All over the literature it is bit-masks.

> > + * @param size
> > + *   Bit-Mask size in bytes.
> 
> s/Bit-Mask/Bit-mask
>
> > + * @param error[out]
> > + *   Pointer to error structure.
> > + *
> > + * @return
> > + *   0 on success, a negative errno value otherwise and rte_errno is set.
> > + */
> > +static int
> > +mlx5_flow_item_validate(const struct rte_flow_item *item,
> > +			const uint8_t *default_mask,
> > +			const uint8_t *nic_mask,
> > +			unsigned int size,
> > +			struct rte_flow_error *error)
> > +{
> > +	const uint8_t *mask = item->mask ? item->mask : default_mask;
> 
> In the mlx5_flow_item_eth(), rte_flow_item_eth_mask is passed to default_mask if
> item->mask is null, then why doing it again here?

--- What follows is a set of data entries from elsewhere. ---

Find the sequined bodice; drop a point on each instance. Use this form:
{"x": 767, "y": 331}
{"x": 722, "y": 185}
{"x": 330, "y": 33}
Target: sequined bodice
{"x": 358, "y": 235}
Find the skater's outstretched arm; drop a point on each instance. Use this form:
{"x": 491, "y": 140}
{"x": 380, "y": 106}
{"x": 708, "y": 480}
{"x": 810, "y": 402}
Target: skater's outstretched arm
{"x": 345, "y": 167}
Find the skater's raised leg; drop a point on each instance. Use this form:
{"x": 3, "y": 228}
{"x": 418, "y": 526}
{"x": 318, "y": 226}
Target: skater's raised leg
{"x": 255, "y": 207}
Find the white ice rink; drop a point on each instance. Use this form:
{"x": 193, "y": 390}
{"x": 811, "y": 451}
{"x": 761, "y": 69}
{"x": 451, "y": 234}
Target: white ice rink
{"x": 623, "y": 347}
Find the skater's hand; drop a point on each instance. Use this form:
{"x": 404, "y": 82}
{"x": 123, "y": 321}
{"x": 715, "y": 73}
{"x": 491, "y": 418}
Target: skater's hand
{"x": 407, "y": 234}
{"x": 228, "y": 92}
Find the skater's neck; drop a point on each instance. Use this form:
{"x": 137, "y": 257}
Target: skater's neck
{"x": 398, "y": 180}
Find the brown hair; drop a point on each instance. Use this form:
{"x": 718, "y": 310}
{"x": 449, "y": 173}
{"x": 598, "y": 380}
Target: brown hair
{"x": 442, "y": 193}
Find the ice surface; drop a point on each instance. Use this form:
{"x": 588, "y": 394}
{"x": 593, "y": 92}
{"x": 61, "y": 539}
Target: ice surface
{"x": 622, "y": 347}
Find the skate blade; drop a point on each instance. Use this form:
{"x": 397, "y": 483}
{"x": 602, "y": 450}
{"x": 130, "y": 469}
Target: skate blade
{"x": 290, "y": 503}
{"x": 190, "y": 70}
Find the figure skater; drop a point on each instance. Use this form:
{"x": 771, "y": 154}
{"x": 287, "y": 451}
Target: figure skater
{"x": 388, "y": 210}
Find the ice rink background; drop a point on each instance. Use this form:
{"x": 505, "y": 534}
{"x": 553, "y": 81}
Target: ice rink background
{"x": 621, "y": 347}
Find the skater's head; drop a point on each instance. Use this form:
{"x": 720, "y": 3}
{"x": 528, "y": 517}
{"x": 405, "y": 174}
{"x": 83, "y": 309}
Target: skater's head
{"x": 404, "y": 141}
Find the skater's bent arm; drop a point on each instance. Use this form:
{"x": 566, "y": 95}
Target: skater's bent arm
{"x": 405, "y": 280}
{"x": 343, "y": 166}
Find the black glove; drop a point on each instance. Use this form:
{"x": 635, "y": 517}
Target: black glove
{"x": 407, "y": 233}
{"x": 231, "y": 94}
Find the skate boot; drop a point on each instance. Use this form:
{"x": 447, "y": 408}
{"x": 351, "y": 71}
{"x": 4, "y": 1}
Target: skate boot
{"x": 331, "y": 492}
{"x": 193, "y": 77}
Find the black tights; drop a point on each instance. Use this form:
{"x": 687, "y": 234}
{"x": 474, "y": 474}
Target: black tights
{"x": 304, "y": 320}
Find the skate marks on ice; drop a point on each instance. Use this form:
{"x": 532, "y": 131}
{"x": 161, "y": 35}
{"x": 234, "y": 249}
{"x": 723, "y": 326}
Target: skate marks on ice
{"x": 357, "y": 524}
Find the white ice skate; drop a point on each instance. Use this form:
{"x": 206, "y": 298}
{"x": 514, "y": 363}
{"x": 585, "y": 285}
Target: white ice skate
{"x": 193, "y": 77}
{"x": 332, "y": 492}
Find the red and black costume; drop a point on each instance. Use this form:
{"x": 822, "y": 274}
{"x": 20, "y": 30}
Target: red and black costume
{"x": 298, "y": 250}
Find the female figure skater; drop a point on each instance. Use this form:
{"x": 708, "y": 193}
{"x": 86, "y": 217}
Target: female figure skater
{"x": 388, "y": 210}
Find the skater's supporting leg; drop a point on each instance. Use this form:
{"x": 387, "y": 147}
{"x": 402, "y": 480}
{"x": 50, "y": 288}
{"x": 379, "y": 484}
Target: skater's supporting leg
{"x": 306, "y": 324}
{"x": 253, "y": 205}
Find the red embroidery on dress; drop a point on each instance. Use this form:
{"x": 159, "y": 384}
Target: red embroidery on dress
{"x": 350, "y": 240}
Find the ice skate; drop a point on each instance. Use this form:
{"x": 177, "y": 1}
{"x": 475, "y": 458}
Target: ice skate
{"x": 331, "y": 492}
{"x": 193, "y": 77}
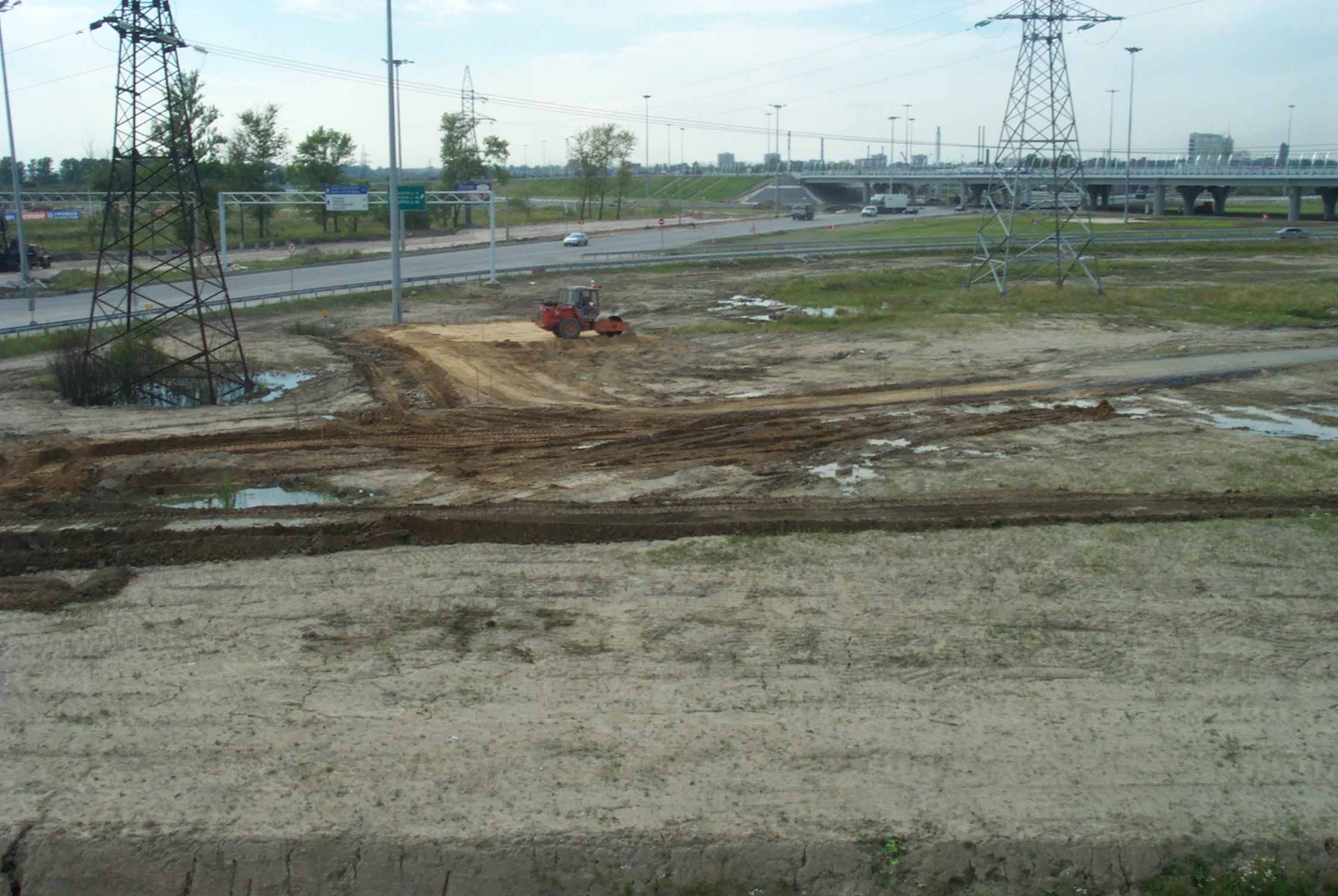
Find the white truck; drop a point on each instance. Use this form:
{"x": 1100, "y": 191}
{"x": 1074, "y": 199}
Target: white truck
{"x": 890, "y": 204}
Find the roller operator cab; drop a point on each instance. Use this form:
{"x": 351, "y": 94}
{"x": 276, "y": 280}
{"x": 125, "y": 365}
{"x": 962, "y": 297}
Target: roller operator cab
{"x": 577, "y": 311}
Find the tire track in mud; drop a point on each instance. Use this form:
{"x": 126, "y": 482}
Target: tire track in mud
{"x": 162, "y": 536}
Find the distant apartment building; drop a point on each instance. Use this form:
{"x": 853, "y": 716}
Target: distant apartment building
{"x": 1211, "y": 149}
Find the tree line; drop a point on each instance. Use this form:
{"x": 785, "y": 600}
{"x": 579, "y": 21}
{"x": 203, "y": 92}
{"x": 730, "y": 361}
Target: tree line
{"x": 254, "y": 157}
{"x": 259, "y": 155}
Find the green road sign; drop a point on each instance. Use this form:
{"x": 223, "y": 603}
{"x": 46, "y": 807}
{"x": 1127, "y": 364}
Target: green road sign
{"x": 413, "y": 198}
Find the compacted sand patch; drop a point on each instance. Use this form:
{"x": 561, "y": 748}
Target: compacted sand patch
{"x": 759, "y": 710}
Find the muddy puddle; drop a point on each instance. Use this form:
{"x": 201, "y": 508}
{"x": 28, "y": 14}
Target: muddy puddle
{"x": 1318, "y": 422}
{"x": 276, "y": 384}
{"x": 252, "y": 498}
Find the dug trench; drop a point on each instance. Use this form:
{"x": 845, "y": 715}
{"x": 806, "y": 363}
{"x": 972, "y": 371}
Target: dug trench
{"x": 770, "y": 691}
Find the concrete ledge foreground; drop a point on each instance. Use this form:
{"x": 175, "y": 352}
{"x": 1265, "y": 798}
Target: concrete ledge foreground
{"x": 47, "y": 863}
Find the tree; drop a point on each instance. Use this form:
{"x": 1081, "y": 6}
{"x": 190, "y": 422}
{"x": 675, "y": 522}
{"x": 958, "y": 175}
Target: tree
{"x": 462, "y": 161}
{"x": 186, "y": 101}
{"x": 624, "y": 182}
{"x": 319, "y": 162}
{"x": 42, "y": 171}
{"x": 597, "y": 149}
{"x": 253, "y": 155}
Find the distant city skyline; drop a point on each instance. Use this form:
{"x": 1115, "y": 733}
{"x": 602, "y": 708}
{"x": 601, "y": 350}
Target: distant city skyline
{"x": 840, "y": 67}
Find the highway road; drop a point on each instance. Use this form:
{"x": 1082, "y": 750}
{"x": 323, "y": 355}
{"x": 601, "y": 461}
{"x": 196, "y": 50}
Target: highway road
{"x": 14, "y": 312}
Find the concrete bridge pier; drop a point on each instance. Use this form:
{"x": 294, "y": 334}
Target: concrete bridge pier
{"x": 1330, "y": 197}
{"x": 1099, "y": 197}
{"x": 1190, "y": 195}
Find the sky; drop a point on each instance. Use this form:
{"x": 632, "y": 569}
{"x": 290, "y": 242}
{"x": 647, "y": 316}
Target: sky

You are right, it is not necessary here again.

> 
> > +	unsigned int i;
> > +
> > +	assert(nic_mask);
> > +	for (i = 0; i < size; ++i)
> > +		if ((nic_mask[i] | mask[i]) != nic_mask[i])
> > +			return rte_flow_error_set(error, ENOTSUP,
> > +						  RTE_FLOW_ERROR_TYPE_ITEM,
> > +						  item,
> > +						  "mask enables non supported"
> > +						  " bits");
> 
> default_mask is determined by caller, which is rte_flow_item_eth_mask or
> item->mask. And nic_mask is also given by PMD, which is a function local
> structure in the caller func. Doesn't look like a clear definition. Intead of
> having both default_mask and nic_mask here, you can take supported_mask, which
> can be (rte_flow_item_{name}_mask | nic_mask) in the calling func. And check
> validity of item->mask against supported_mask only if item->mask isn't null.

Moving the default_mask to the callee duplicates a lot of code all over
the item functions and there are several, in addition we need to
confront the user/default mask to the supported NIC mask to be able to
inform him when he tries to match bits unsupported by the NIC.  Doing
this also increase the amount of code.
This means that this for loop should be copy/paste inside each callee
function.

> > +	if (!item->spec && (item->mask || item->last))
> > +		return rte_flow_error_set(error, EINVAL,
> > +					  RTE_FLOW_ERROR_TYPE_ITEM,
> > +					  item,
> > +					  "mask/last without a spec is not"
> > +					  " supported");
> > +	if (item->spec && item->last) {
> > +		uint8_t spec[size];
> > +		uint8_t last[size];
> > +		unsigned int i;
> > +		int ret;
> > +
> > +		for (i = 0; i < size; ++i) {
> > +			spec[i] = ((const uint8_t *)item->spec)[i] & mask[i];
> > +			last[i] = ((const uint8_t *)item->last)[i] & mask[i];
> > +		}
> > +		ret = memcmp(spec, last, size);
> > +		if (ret != 0)
> > +			return rte_flow_error_set(error, ENOTSUP,
> > +						  RTE_FLOW_ERROR_TYPE_ITEM,
> > +						  item,
> > +						  "spec and last different"
> > +						  " is not supported");
> 
> Can you rephrase the error message?

Done,

>[...] 
> > +static int
> > +mlx5_flow_item_eth(const struct rte_flow_item *item, struct rte_flow *flow,
> > +		   const size_t flow_size, struct rte_flow_error *error)
> > +{
> > +	const struct rte_flow_item_eth *spec = item->spec;
> > +	const struct rte_flow_item_eth *mask = item->mask;
> > +	const struct rte_flow_item_eth nic_mask = {
> > +		.dst.addr_bytes = "\xff\xff\xff\xff\xff\xff",
> > +		.src.addr_bytes = "\xff\xff\xff\xff\xff\xff",
> > +		.type = RTE_BE16(0xffff),
> > +	};
> 
> If it is a device-specific one, shouldn't it be located in a header file?

I would agree if it was used in several places.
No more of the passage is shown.